Like the rest of us, sales managers and their teams are creatures of habit. In many ways, their routines and schedules are influenced by their environment, and change can be frustrating. With so many sales teams currently working remotely, managers need to be mindful of how such changes affect the day-to-day activities that keep their teams productive, such as offering praise and using technology. If they’re not careful, little things can get overlooked, and minor issues can result in a loss of morale or productivity. Here are a few things sales managers can do to successfully coach their teams when working in a remote environment:
- How often do team members stop you in the breakroom or lean over a partition to ask a question? When you work remotely, you lose this casual interaction. Some team members won’t want to send countless emails or texts. Instead, they will save their questions for one long email or bring them up in a group chat. This can waste time. Check in regularly. Let them know you’re available and ready to help whenever they need it.
- Working remotely, it can be difficult to give up authority. Since you can’t see your team at their desks or hear their calls, you could overreact not knowing the status of a project. While you should ask questions and keep track of their progress, it’s important to respect your team’s space. Despite our previous point to check in regularly, that doesn’t mean to blow up their phones or email every time a question pops up. Trust them to work at their own pace and keep a list of timely matters you can discuss in daily video chats.

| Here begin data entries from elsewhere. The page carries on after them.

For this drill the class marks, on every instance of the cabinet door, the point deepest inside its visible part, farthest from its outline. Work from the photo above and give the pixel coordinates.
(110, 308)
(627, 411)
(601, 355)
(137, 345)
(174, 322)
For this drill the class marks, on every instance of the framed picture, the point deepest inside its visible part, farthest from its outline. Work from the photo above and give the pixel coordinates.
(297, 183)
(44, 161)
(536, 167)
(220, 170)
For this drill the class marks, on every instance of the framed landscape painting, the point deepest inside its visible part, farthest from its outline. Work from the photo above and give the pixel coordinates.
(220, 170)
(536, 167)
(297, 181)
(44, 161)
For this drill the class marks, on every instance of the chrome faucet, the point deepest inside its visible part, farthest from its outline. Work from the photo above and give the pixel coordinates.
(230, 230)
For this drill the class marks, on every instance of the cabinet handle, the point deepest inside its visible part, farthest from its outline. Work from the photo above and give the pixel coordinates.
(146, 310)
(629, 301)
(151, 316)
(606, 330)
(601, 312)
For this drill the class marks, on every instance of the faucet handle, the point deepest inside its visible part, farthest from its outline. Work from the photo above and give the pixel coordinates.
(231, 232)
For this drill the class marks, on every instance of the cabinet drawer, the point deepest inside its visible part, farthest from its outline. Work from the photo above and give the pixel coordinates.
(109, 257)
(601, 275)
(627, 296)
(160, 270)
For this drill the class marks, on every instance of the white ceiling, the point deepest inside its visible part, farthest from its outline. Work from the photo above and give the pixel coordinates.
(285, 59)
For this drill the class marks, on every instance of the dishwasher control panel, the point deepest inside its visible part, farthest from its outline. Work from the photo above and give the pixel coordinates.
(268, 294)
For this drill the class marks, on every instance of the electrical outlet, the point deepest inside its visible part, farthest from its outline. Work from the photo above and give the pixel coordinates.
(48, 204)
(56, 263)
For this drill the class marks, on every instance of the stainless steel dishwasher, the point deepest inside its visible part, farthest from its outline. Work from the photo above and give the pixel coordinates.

- A little praise goes a long way to motivate team members, and nothing is more rewarding than public praise. In the office, it’s easy to acknowledge a job well done. Working remotely, it can get overlooked. Also, while it’s nice to hear these things individually, it’s more meaningful when shared. Mention specific team members in group chats or conference calls for a morale boost that benefits them all.
- In person, others can hear our tone of voice and see our faces and mannerisms. Without these, as in online communication, it can be easy to sound short, impatient, or even angry. A jocular comment, like “Walter is taking his sweet time on that proposal,” might elicit smiles in the office, but it can sound like a reprimand in a group chat or text. Though often frowned upon in professional settings, simple emojis can make a big difference.
- In the office, technology issues can be corrected with gentle reminders, but this can be time consuming when remote. This is especially true with advanced collaborative tools such as Microsoft Teams, Zoom, and WebEx that make your job easier than ever but can seem complicated to some team members, especially if not used every day. To avoid a loss of productivity, managers should ensure their team members are up to date on the technology.
- So much of a modern sales teams’ work is the accumulation and use of data. From reports and dashboards in your CRM to performance declines and conversion rates, the teams that are best equipped to share and read the data will often be the most productive. As with all technology, don’t assume team members are up to speed or have the necessary rights and privileges. Managers should ensure each team member can quickly access the data they need to do their jobs efficiently from their remote locations.
While working remotely will present challenges, it shouldn’t result in a loss of motivation or productivity. In many ways, today’s tech was specifically designed for collaborating, making it easier to work together, no matter where we are. Successful managers know that, in the office, this collaboration takes many forms, including individual or group coaching sessions. However, sales coaching is never just a set activity. It’s all encompassing, throughout the day and week. Used correctly, the technology makes it easier to stay connected and coach your team no matter how far apart you may be.